At the end of a four-song encore from their iconic album "Tommy," Pete Townshend and Roger Daltrey stood alone on stage, arms slung over each other's shoulders, and thanked their fans with a sincerity you don't always sense in your rock 'n' roll legends.
The last surviving members of the Who, they seemed genuinely touched by the wild enthusiasm of the capacity crowd on Saturday, the first of two shows at the Nokia Theatre and their smallest local shows in years.
But beneath there was almost a wistfulness – a sense that one of these days, they'll wake up and have actually played a farewell tour without having realized it, so savor these moments as they come. That's no doubt a sentiment most of the 7,000 fans on hand equally shared from the gray-haired guy punching the air with his fist at his umpteenth Who show to the 10-year-old in a Union Jack T-shirt playing air guitar licks and singing along with his dad. And on a night where they played mostly Who hits, there was plenty to love and appreciate.
The crunchy guitar riffs of "I Can't Explain," the Who's debut single, kicked off the night as video clips of the original band – including the late bassist John Entwistle and the even later drummer Keith Moon – played behind him. It was a genuine crowd-pleaser, as was "The Seeker," which followed, but there was a little bit of a sense that the band was still getting settled in, with Daltrey acknowledging as much after "Fragments," one of just two songs played off their most recent album, "Endless Wire."

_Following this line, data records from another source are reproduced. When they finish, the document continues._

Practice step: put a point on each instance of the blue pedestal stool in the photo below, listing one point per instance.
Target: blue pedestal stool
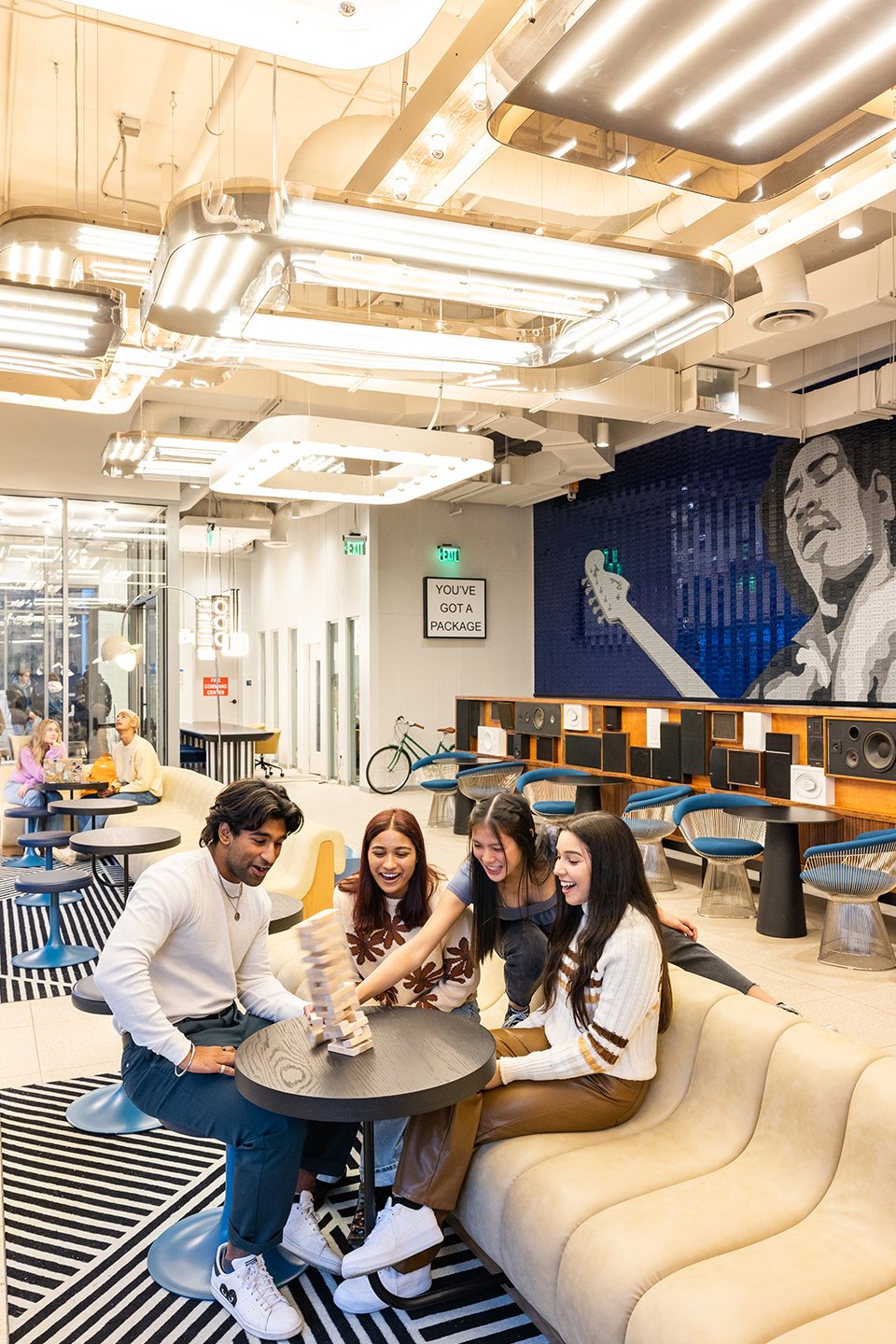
(51, 885)
(30, 816)
(106, 1111)
(180, 1260)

And there is that risk with rock legends – the possibility that despite their best efforts, they won't, or can't, live up to the legacy. But as the night gained momentum, you tended to forgive the cracks in Daltrey's voice – he sang with passion, even if he can't wail with the clarity of the past. You got past the fact that Moon and Entwistle weren't up there on stage and enjoyed the manic attack of Zak Starkey (that's Ringo's boy, you know) on drums and Pino Palladino's statuesque motionlessness on bass. And as for Townshend, well, you'd be hard pressed to find many flaws in his ferocious guitar work, or his vocals, for that matter.
About five songs in, the show started to gel: "Who Are You" gave Townshend and the rest of the band – including his brother Simon Townshend on guitar and vocals, and John "Rabbit" Bundrick on keyboards – a chance to play with more power. "Behind Blue Eyes," one of the Who's loveliest songs, was also nicely done, opening with just Daltrey's voice and Townshend on guitar and harmonies, before the rest of the band joined in to bring the tune to a crescendo.
But the moment you really felt the connection between band and fans came with "Baba O'Riley," its sequenced synth intro leading into the power chords that really kick things off on the way to that "Teenage wasteland" chorus which practically everyone in the place roared back at the stage along with Daltrey.
"Sometimes when it starts I think, '(Bleep), you're a clever little song,'" Townshend said at its close, talking about how "Baba" took on a life far beyond what he'd dreamed when he wrote it for a never-finished movie project called "Lifehouse." "So pleased you still love it the way you do."
From there on out, the night cooked as hot as a pair of 60-something legends can make it.
"Eminence Front" established a groove that Townshend soloed and sang over with strong passion. A pair from the "Quadrophenia" – especially a hard-charging version of "5:15" – were great to hear live once more. Then "We Won't Get Fooled Again," which thrilled from its opening power chords to Daltrey's final primal scream and Townshend's last windmill bash at his guitar. The main set closed with "My Generation," the Who's signature song, expanded here from the fast-paced three minutes of the original into an extended workout with Daltrey in f-f-f-fine stuttering form and Townshend and the band stretching out to solo.
"If they just play something from 'Tommy' now, I'll be happy," a guy nearby told his date during the break before the encore. Moments later, he was overjoyed as "Pinball Wizard" segued through "Amazing Journey" and "Sparks" to wrap up the "Tommy" suite with "See Me, Feel Me."
Then came the giving of thanks, and a final song, the new "Tea & Theatre," a gentle acoustic number done just with Daltrey and Townshend, the last of the Who, to send their fans happily home into the night.